I hadn’t really had a plan when I went to the party. But hearing Marigold and her mates gossiping, it seemed a good idea to see if I could nudge them in the right direction. I remember vaguely that Marigold has always been keen on psychics, so she’s very susceptible, which meant it was quite easy for me to get into her thoughts. Sadly, Adam and Emily seem to be far too sceptical, which is making it much harder to get them to listen to me. But with Marigold it was easy.

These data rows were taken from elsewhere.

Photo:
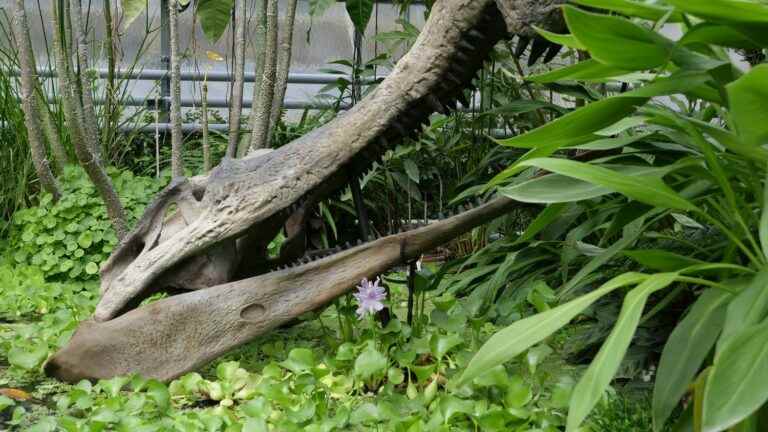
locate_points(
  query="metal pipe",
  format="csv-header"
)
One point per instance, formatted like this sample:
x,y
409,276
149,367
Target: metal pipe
x,y
213,76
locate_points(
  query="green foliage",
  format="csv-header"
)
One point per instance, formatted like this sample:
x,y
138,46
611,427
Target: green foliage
x,y
691,163
71,238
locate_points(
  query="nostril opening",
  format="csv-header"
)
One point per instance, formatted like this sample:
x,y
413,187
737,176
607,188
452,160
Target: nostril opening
x,y
198,193
253,312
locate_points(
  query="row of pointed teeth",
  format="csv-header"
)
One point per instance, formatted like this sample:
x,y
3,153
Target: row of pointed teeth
x,y
405,228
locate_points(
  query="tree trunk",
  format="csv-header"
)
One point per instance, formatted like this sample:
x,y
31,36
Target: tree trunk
x,y
236,104
80,37
82,139
177,161
29,101
263,107
206,143
284,67
110,95
261,48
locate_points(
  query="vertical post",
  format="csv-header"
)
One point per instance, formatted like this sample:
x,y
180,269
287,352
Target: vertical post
x,y
165,60
362,214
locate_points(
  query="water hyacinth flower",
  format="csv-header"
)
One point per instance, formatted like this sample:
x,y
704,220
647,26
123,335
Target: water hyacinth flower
x,y
369,297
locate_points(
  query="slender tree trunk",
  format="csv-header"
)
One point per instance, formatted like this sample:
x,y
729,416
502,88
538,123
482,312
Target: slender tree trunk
x,y
75,116
29,102
61,158
206,143
283,68
90,125
236,104
177,161
263,106
109,103
261,50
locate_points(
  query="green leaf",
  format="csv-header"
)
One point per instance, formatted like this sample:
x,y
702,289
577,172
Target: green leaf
x,y
567,40
370,362
299,360
91,268
633,8
598,376
28,358
661,260
360,13
619,43
587,70
556,188
214,16
747,309
685,352
131,10
736,385
518,337
648,190
747,97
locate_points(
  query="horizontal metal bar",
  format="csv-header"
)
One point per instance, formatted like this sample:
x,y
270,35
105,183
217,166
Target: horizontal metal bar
x,y
212,76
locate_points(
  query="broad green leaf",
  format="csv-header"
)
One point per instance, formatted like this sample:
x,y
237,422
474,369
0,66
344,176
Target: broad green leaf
x,y
370,362
747,97
661,260
736,386
633,8
518,337
214,16
542,221
556,188
567,40
131,9
619,43
730,10
647,190
587,70
685,352
708,33
747,309
598,376
360,13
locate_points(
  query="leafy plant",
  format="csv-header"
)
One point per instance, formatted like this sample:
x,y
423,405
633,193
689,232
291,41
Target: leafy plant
x,y
686,144
72,237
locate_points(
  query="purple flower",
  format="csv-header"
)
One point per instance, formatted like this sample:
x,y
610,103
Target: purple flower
x,y
369,297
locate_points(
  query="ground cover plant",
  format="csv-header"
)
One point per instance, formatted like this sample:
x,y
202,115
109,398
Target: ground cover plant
x,y
625,292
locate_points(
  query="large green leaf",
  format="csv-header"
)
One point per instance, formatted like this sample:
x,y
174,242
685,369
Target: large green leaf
x,y
720,10
518,337
619,43
214,16
737,383
360,13
556,188
598,376
661,260
748,97
685,352
633,8
587,70
131,10
648,190
747,309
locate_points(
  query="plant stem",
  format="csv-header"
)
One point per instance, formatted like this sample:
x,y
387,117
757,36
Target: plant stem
x,y
262,126
177,162
284,66
236,104
29,102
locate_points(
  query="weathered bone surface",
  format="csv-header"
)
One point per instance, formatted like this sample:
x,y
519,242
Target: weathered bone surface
x,y
181,333
206,232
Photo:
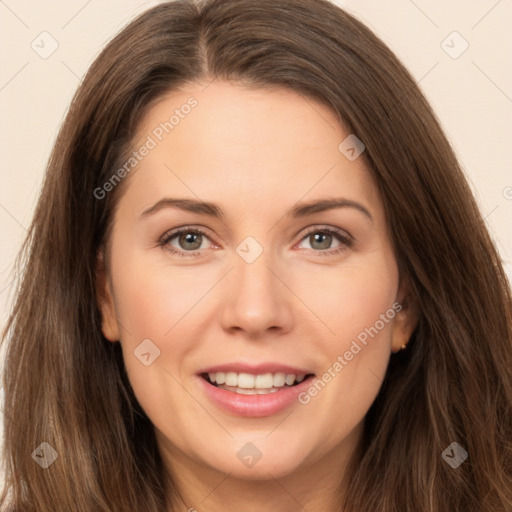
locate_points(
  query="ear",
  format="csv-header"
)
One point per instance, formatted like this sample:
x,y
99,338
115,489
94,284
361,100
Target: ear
x,y
406,318
105,298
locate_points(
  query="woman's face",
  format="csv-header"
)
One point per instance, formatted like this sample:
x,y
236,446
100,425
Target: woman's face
x,y
222,267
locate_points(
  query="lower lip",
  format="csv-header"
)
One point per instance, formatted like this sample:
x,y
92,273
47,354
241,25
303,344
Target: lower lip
x,y
254,406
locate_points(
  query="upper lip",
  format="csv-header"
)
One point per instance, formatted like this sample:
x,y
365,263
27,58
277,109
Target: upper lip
x,y
255,368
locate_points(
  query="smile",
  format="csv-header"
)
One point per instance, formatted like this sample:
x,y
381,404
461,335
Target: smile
x,y
248,384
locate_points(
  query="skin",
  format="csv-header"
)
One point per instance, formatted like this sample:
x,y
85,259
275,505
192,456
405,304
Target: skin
x,y
255,153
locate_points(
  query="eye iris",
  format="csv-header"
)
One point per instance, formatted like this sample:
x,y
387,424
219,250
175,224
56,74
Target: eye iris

All I had to do was sit down beside her, and drop the idea that Emily and Adam hadn’t wasted much time and hear her repeat it to her neighbour.

‘You’d think he might have waited a bit longer, don’t you?’ said one of the girls from the sales team.

‘It’s indecent,’ snorted another.

‘If you ask me, it’s been going on longer than any of us think,’ was Marigold’s contribution to a collective gasp from the rest of the table, including one from me. It didn’t take long for the rumours to fly. Marigold can always be relied on to pass on a bit of gossip. I think she’s probably half in love with Adam. Maybe she thought he’d find comfort in her arms. Emily must have come as a hell of a shock. I could feel the hatred positively bristling off her. I wasn’t really expecting Emily to confess to a full-blown affair, though. How could Adam have done that to me? What had I done to deserve it? I am reeling from the shock. I am going to split them up, and she will keep her claws off Adam. He’s mine.

Not that I appear to have succeeded in that endeavour. Having thought that Adam would be angry with Emily, he seems to have got over it annoyingly quickly. If I had the tiniest drink at an office party, Adam was always tediously on my case about it. I remember one spectacular row when he accused me of showing him up because I’d danced on a table with the managing director.

‘I was only having a laugh,’ I’d protested. ‘You have no sense of fun any more.’

He’d looked at me in incomprehension, then said, ‘Maybe my idea of fun is different from yours.’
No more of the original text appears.